Getting to know our Custom Programs Director
We have an incredible team of staff here at the San Diego Diplomacy Council, without whom our programs and events wouldn’t be nearly so successful. In this series, we will be asking a few questions about the work and experiences of some of the Diplomacy Council’s key actors. Discover the faces behind the names, and the personalities that are the driving force of our success.
To start, we have our one-of-a-kind Custom Programs Director, Heidi Knuff. We were blessed with Heidi’s charismatic ways when she joined the Diplomacy Council five years ago. Since then, she has played an integral role in expanding our offerings and adding many brilliant tools to the Diplomacy Council’s toolbelt.
Heidi will soon be on to the next step of her career in international exchange, but before she departs SDDC, we were able to sit down with her to reflect on her time and experience. Our team will miss her dearly, but we wish her the very best as she embarks on the next chapter! She will always be a part of the SDDC family.
San Diego Diplomacy Council: Heidi! How are you? Thank you so much for agreeing to chat. I know how busy you are, despite the pause of our in-person programming. It’s been a while since we’ve been able to catch up face to face – how have you found the experience of working from home?
Heidi Knuff: I love it! It’s hectic, but it’s been a lot of fun (most of the time) homeschooling Luca, my second grader, during the day.
SDDC: Response. Ok, let’s start with the basics. Tell us about yourself. Where did you grow up?

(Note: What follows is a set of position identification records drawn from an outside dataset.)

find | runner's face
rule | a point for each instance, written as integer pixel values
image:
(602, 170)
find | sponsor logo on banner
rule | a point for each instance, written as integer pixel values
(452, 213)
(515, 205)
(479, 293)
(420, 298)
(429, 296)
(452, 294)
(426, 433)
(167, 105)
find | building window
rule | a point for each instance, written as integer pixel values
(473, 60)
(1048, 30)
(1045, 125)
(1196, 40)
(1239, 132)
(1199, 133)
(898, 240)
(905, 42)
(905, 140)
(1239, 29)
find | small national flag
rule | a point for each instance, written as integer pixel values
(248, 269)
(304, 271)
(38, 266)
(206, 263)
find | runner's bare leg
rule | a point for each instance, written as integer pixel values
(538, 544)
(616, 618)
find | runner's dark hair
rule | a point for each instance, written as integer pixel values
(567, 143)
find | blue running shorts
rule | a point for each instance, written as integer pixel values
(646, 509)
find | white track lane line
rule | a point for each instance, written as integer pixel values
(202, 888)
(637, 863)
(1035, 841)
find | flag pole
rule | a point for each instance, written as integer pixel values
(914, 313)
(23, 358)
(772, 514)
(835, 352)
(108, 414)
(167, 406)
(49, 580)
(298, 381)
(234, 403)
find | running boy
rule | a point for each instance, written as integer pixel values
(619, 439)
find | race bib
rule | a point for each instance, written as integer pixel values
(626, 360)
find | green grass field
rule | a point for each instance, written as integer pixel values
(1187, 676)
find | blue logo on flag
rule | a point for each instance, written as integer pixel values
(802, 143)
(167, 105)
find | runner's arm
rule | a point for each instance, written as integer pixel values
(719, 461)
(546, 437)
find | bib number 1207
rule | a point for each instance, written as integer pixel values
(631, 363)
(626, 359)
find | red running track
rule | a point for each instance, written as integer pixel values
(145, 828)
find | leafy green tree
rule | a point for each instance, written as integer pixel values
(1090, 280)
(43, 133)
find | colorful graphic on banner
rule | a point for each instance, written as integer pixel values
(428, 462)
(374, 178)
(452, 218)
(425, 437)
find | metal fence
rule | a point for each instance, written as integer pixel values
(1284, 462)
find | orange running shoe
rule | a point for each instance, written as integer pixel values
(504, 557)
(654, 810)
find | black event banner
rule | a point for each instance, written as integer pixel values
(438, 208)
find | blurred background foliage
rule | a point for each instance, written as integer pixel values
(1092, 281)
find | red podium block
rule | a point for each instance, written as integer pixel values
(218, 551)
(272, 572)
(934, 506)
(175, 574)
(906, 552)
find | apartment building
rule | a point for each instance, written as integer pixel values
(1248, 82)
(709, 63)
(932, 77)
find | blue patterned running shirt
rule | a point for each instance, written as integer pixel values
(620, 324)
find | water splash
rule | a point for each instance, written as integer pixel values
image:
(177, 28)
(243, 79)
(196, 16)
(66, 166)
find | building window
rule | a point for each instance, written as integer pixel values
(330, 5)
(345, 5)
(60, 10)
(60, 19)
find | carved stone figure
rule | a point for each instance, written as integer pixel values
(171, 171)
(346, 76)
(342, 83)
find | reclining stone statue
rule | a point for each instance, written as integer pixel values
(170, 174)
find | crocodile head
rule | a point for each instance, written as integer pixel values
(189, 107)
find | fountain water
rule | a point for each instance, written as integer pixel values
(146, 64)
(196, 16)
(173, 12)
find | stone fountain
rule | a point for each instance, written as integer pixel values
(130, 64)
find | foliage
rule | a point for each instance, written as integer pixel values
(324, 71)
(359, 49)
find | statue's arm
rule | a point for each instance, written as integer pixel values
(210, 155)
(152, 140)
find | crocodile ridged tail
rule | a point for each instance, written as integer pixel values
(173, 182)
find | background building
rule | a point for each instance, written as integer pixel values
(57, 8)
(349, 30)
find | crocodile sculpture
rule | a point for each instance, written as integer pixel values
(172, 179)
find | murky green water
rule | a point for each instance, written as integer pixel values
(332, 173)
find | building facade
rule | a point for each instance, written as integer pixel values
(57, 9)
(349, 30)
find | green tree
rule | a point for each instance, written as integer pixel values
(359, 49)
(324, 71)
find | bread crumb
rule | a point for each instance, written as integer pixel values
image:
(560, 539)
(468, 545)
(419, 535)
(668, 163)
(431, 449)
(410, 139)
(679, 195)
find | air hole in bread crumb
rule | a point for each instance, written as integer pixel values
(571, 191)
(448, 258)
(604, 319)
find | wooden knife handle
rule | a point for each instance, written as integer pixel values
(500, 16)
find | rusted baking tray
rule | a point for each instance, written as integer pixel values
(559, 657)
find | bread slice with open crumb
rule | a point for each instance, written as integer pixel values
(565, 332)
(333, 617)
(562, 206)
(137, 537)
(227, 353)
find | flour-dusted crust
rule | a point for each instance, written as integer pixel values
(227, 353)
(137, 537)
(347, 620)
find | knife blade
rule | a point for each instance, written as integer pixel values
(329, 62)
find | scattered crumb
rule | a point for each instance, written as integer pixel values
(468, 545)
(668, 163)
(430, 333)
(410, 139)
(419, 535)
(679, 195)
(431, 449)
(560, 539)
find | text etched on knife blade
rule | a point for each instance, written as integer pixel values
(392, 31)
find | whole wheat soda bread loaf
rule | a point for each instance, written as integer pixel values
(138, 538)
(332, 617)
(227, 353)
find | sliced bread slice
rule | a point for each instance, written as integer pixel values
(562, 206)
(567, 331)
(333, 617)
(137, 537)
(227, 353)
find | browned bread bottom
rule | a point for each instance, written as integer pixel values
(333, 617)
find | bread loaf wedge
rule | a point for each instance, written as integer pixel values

HK: I am a San Diego native and have called San Diego home with the exception of two years in Boston. I’ve also spent a few summers in Guadalajara, Mexico, and Brighton, England. I love traveling. I’ve been to 39 countries and aim to travel to at least as many countries as my age – although I need a couple more to meet my current goal!
SDDC: 39 countries, what an achievement! Sounds like the travel bug got you good. What about closer to home – what can we find you doing on the weekend?
HK: One of my favorite things to do is ‘urban hiking’. I love setting out on foot without a firm destination to discover San Diego neighborhoods, restaurants, trails, and sights that I’ve never seen before.
SDDC: Sounds like you’re a true adventurer. You’ve been with the Diplomacy Council for five years. What was it about SDDC that made you want to join the team?
HK: When I first learned about the San Diego Diplomacy Council, I was immediately impressed by the number of international visitors that SDDC hosts each month. Right away, I knew I wanted to be a part of it. I started as a contract worker, before joining as full-time staff.
SDDC: I agree, SDDC does very impressive work. 40 years and counting of hosting international delegates is no small achievement! Your title is Director of Custom Programs and Services. What exactly does this mean?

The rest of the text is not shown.